26. When a person consults with a lawyer in good faith about possible representation in a matter, the lawyer owes a duty of confidentiality pursuant to Rule 1.18(b) with respect to information the lawyer learns in the consultation, absent the prospective client’s consent to disclosure or use. Whether the prospective client’s identity, the fact of the consultation, and the subject matter of the consultation constitute confidential information turns on whether the information is protected by the attorney-client privilege, on whether disclosure likely would be embarrassing or detrimental to the prospective client, and on whether the prospective client has asked the lawyer not to disclose the information. Here, if the Child’s consultation with the Law Firm was unrelated to the Law Firm’s representation of the Father, then the information learned from Child is unlikely to be material to the firm’s representation of Father, but this is a factual determination that can be made only by the lawyer. In that case, the firm would have no obligation to disclose it (and, if it is confidential to Child, no ability to do so without the consent of Child). Moreover, if the information is confidential to Child, then the Law Firm has no obligation to disclose it to Child’s lawyer in an unrelated matter, or the ability to do so without the consent of Child. Whether the consultation precludes or restricts the lawyer from undertaking representation of another client or continuing to represent another client depends on whether the matters are the same or substantially related and on whether the information the lawyer learned from the prospective client could be “significantly harmful” to the prospective client in the matter.

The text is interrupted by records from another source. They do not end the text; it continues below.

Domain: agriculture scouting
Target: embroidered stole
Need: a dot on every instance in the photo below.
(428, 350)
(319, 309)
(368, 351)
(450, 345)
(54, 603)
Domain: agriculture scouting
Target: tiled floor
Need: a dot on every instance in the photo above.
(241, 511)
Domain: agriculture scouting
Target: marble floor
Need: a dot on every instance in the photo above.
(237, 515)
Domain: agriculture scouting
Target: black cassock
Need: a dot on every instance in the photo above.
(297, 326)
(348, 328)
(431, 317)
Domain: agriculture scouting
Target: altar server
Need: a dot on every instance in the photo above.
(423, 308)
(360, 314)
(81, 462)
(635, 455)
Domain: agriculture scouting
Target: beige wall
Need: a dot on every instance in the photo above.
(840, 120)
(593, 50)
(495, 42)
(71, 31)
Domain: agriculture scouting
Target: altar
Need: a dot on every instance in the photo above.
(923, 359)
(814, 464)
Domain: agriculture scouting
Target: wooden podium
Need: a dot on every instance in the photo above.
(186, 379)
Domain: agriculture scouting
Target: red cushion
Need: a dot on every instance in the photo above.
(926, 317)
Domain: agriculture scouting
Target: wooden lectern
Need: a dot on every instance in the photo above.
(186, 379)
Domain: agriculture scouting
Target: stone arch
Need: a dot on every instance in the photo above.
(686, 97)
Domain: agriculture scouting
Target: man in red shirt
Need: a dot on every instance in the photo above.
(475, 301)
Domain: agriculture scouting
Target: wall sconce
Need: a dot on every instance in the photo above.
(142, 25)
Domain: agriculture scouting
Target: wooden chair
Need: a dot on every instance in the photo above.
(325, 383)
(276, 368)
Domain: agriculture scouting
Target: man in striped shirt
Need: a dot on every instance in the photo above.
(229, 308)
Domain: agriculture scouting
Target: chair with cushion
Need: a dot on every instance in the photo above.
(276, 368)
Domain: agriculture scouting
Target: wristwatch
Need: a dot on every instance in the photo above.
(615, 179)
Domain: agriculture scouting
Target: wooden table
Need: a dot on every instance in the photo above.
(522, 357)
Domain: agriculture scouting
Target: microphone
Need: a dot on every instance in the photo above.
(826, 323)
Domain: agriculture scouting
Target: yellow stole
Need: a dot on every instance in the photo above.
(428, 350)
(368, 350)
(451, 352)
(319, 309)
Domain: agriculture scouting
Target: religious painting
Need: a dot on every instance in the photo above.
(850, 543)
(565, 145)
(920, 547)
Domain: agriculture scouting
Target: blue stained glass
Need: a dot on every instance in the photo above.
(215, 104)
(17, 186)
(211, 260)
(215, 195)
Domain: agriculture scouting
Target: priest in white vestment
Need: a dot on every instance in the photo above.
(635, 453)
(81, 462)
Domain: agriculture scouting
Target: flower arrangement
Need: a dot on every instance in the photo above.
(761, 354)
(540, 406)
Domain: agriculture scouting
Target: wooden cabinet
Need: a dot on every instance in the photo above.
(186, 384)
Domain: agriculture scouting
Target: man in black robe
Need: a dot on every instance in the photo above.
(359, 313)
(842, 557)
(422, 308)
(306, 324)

1 Rule 1.6(a)(1) authorizes disclosure or use when the client has given informed consent. Some lawyers routinely ask prospective clients who are exploring the possibility of an engagement to agree to an advance waiver of any conflict that might result from the prospective client sharing confidential information. See Rule 1.7, Cmts. -[22A] (discussing circumstances making it more or less likely that an advance conflict waiver will be deemed valid and effective). See also N.Y. City 2006-2 (2006) (discussing advance conflict waivers, imputation of conflicts and ethical screens under the former Code of Professional Responsibility); Rule 1.18, Cmt.  (lawyer may condition conversations with a prospective client on the person’s informed consent (i) that no information disclosed during the consultation will prohibit the lawyer from representing a different client in the matter and (ii) that the lawyer may subsequently use information received from the prospective client). Such an advance waiver apparently does not exist here – and even if it did, an advance waiver of conflicts of interest would not necessarily constitute advance consent to disclosure of confidential information to a conflicting client.